Le 29 juin, l'organisme national a clarifié la situation en expliquant que « les températures devraient commencer à augmenter à partir de jeudi, avec un potentiel d'intensification dans les jours qui suivent. La prévision à long terme reste incertaine sur l'intensité des chaleurs ».
Bien que plusieurs modèles climatiques indiquent le retour d’un anticyclone susceptible d'apporter des températures élevées, il convient d'être prudent face aux prédictions alarmantes qui fleurissent en ligne. Ces affirmations trouvent leur origine dans les propos de Monique Barbut, la ministre de la Transition écologique.
« Je vous le dis clairement »
Le 24 juin, lors d'une intervention sur France Inter, la ministre a soutenu qu'il existait « de fortes probabilités qu'à partir du 6 juillet, des chaleurs extrêmes soient de retour ». Elle a par la suite nuancé ses propos le 26 juin, déclarant « je vous le dis clairement, il est fort probable que d'ici la fin de l'été, nous connaissions des hausses de température ».
Suite à ces annonces, de nombreux utilisateurs des réseaux sociaux se sont livrés à des spéculations sur TikTok et X, souvent basées sur des informations non vérifiées.
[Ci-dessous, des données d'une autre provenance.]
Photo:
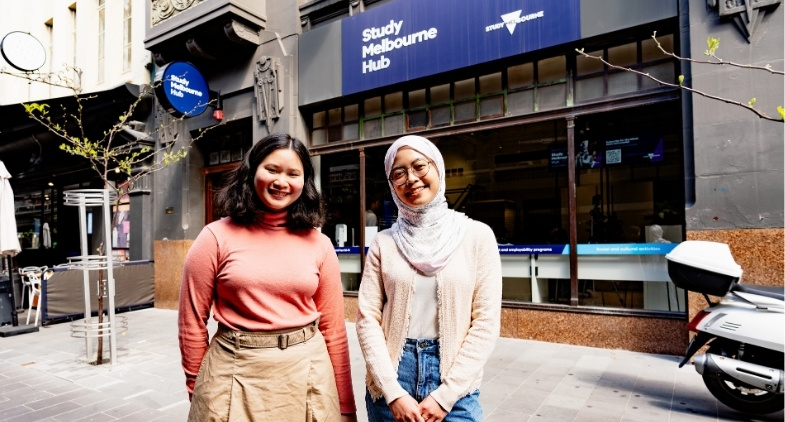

Par exemple, le compte Rorscach’s Chronicles a affirmé que « la probabilité d'une arrivée d'un dôme de chaleur à la fin de la semaine prochaine est de 70 % », faisant état de températures pouvant atteindre 45 °C.
Ces informations, qui circulent largement, sont souvent basées sur des publications provenant de comptes peu fiables, comme celui « Jeo Albant », qui alimentent une psychose collective sur les possibles risques d'incendie et la surcharge des réseaux électriques.
De son côté, Sébastien Lecornu, bien que gardant un ton mesuré par rapport aux annonces répétées de Barbut, a confirmé la mise en place d'une cellule de crise interministérielle. Il a ouvertement reconnu que « la possibilité d'un nouvel épisode caniculaire nécessitera une vigilance accrue ».